ÉTYMOL. ET HIST. — 1. a) 1223 « critiquer » (G. DE COINCY, Mir. Vierge, éd. Poquet, 271, 465 dans T.-L. : Adès i treuvent à redire, Et adès les vont biquetant) — XVIe s. dans HUG.; av. 1590 « tourmenter » (DU BARTAS, 2e Semaine, 1er Jour, les Furies, p. 90, Ibid. : [...] un avare soin nous becquette sans cesse), attest. isolée; réapparaît au début du XIXe s., supra ex. 2; 1866 « se moquer » (HUGO, Travaill. de la Mer, I, 3, 13 dans ROB. : [Déruchette] jouait avec tout. Son espièglerie becquetait les passants.
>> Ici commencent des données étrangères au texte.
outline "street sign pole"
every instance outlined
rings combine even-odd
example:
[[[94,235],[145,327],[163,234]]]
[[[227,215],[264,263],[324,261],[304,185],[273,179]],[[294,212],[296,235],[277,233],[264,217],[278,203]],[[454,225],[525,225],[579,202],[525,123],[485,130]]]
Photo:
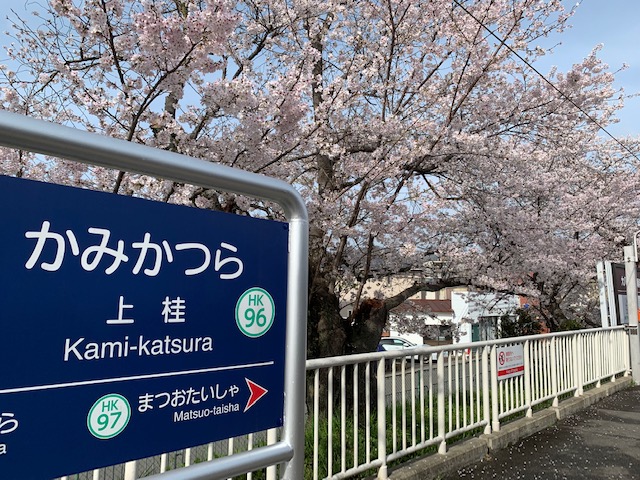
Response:
[[[607,277],[605,273],[605,262],[598,262],[596,265],[598,278],[598,298],[600,299],[600,322],[602,326],[611,326],[609,321],[609,303],[607,302]]]
[[[280,463],[284,464],[285,480],[303,478],[308,216],[297,191],[281,180],[11,112],[0,111],[0,145],[270,200],[283,208],[289,223],[289,253],[281,440],[249,452],[162,474],[162,480],[228,478]],[[48,223],[46,228],[49,228]],[[47,232],[43,224],[38,235],[48,235]],[[123,301],[121,307],[126,309],[130,305]],[[248,309],[242,305],[239,308]],[[247,332],[249,336],[259,334]],[[76,343],[70,343],[67,349],[70,355],[75,355]],[[110,397],[96,409],[104,409],[104,405],[121,408],[122,403],[119,398]],[[112,413],[122,412],[114,410]],[[107,429],[105,418],[105,414],[98,414],[95,418],[90,416],[89,428],[95,427],[97,435],[102,435],[105,430],[109,435],[117,435],[119,428],[124,428],[119,424],[109,424]]]
[[[624,269],[627,284],[627,311],[629,314],[629,353],[633,381],[640,383],[640,343],[638,339],[638,278],[635,248],[624,247]]]

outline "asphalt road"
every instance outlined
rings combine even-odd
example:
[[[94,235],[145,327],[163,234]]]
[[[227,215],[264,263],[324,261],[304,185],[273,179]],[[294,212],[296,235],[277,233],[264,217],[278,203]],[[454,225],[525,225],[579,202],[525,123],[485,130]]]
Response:
[[[444,480],[454,479],[638,480],[640,387],[607,397]]]

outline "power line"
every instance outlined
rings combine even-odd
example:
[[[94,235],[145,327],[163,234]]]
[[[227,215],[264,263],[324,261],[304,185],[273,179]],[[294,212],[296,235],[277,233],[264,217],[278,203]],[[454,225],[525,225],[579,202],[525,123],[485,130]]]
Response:
[[[455,3],[456,5],[458,5],[467,15],[469,15],[471,18],[473,18],[476,22],[478,22],[478,24],[484,28],[487,32],[489,32],[498,42],[500,42],[501,45],[504,45],[507,50],[509,50],[509,52],[511,52],[513,55],[515,55],[522,63],[524,63],[526,66],[528,66],[531,70],[533,70],[540,78],[542,78],[542,80],[545,81],[545,83],[547,83],[547,85],[549,85],[552,89],[554,89],[556,92],[558,92],[560,94],[560,96],[562,98],[564,98],[565,100],[567,100],[569,103],[571,103],[571,105],[573,105],[577,110],[579,110],[582,114],[584,114],[588,120],[590,120],[592,123],[594,123],[600,130],[602,130],[604,133],[607,134],[607,136],[609,136],[615,143],[617,143],[620,147],[622,147],[623,150],[627,151],[631,156],[633,156],[636,160],[640,161],[640,158],[638,158],[638,156],[632,152],[629,147],[627,147],[626,145],[624,145],[620,140],[618,140],[612,133],[610,133],[604,126],[602,126],[600,124],[600,122],[598,122],[598,120],[596,120],[593,116],[591,116],[591,114],[589,114],[588,112],[586,112],[585,110],[583,110],[580,105],[578,105],[576,102],[573,101],[573,99],[571,97],[569,97],[567,94],[565,94],[562,90],[560,90],[558,87],[556,87],[547,77],[545,77],[542,73],[540,73],[538,71],[537,68],[535,68],[533,65],[531,65],[527,59],[525,59],[524,57],[522,57],[522,55],[520,55],[518,52],[516,52],[513,48],[511,48],[506,40],[503,40],[502,38],[500,38],[493,30],[491,30],[487,25],[484,24],[484,22],[482,20],[480,20],[479,18],[477,18],[473,13],[471,13],[469,10],[467,10],[467,8],[465,8],[464,5],[462,5],[458,0],[453,0],[453,3]],[[574,7],[575,8],[575,7]]]

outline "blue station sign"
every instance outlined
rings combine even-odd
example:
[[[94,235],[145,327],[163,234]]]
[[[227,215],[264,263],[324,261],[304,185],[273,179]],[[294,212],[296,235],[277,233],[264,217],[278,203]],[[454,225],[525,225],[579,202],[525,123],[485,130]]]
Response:
[[[3,176],[0,202],[0,478],[282,425],[286,223]]]

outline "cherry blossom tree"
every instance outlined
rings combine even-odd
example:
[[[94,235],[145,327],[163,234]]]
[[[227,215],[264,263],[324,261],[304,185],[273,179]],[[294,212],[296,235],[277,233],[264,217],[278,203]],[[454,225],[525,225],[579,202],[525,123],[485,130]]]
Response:
[[[49,0],[15,16],[2,102],[292,183],[311,219],[310,356],[371,351],[389,309],[454,284],[537,297],[557,326],[588,316],[595,261],[637,213],[628,153],[594,123],[622,105],[598,49],[549,82],[521,60],[550,54],[541,38],[569,19],[559,0]],[[223,192],[4,158],[11,175],[281,218]],[[366,294],[416,269],[398,294]]]

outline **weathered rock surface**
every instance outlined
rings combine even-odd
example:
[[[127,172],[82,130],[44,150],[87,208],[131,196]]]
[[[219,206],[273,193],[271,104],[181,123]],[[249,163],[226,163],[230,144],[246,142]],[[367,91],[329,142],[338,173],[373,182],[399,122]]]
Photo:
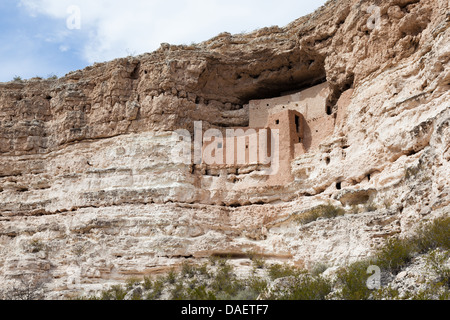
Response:
[[[248,251],[342,265],[448,215],[448,1],[378,1],[374,30],[371,4],[0,84],[0,287],[38,275],[57,299]],[[246,126],[251,99],[324,81],[336,128],[293,161],[290,184],[247,168],[244,188],[170,157],[173,130]],[[363,213],[294,221],[328,201]]]

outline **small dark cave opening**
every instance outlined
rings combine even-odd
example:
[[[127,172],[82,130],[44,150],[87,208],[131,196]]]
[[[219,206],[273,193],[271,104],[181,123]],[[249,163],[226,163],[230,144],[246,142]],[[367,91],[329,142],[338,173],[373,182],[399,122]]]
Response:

Elle faisait des malices aux garçons); b) 1915 pop. « dire, parler » (cité dans ESN. : Qu'est-ce qu'elle a becqueté); 2. a) 1451 « mordiller, donner des coups de bec » (G. ALEXIS, 1, 40 dans QUEM. : Or luy laisse son frain mascher Et becqueter comme ung malart); b) 1690 fauconn. becqueter ou becher (FUR., s.v. becquer); d'ou c) 1707 pop. « manger, absorber » (Le Sage dans ESN. : Nos deùx oiseaux de proie — soupeuses galantes — recommencent à becqueter); forme béqueter 1914, arg. des soldats, forme becter 1926, arg. des malfaiteurs (Ibid.); 1945 part. passé fém. substantivé becquetée « petite quantité de nourriture, bouchée » (Ibid.).
Dér. de bec; suff. -eter.
STAT. — Fréq. abs. littér. :111.
DÉR. 1. Becqueté, ée, béqueté, ée, part. passé et subst. fém., arg. Petite quantité de nourriture, bouchée (cf. MARCUS, 15 fables célèbres, 1947, p. 6). 1re attest. 1945 (d'apr. ESN. 1966) ou 1947 id. Fréq. abs. littér. : 15. 2. Becquetoir, béquetoir, subst. masc., arg. Réfectoire (cf. J. GALTIER-BOISSIÈRE, P. DEVAUX, Dict. hist., étymol. et anecdotique d'arg., 1939, p. 20). 1re attest. 1880 id.; dér. de becqueter, suff. -oir.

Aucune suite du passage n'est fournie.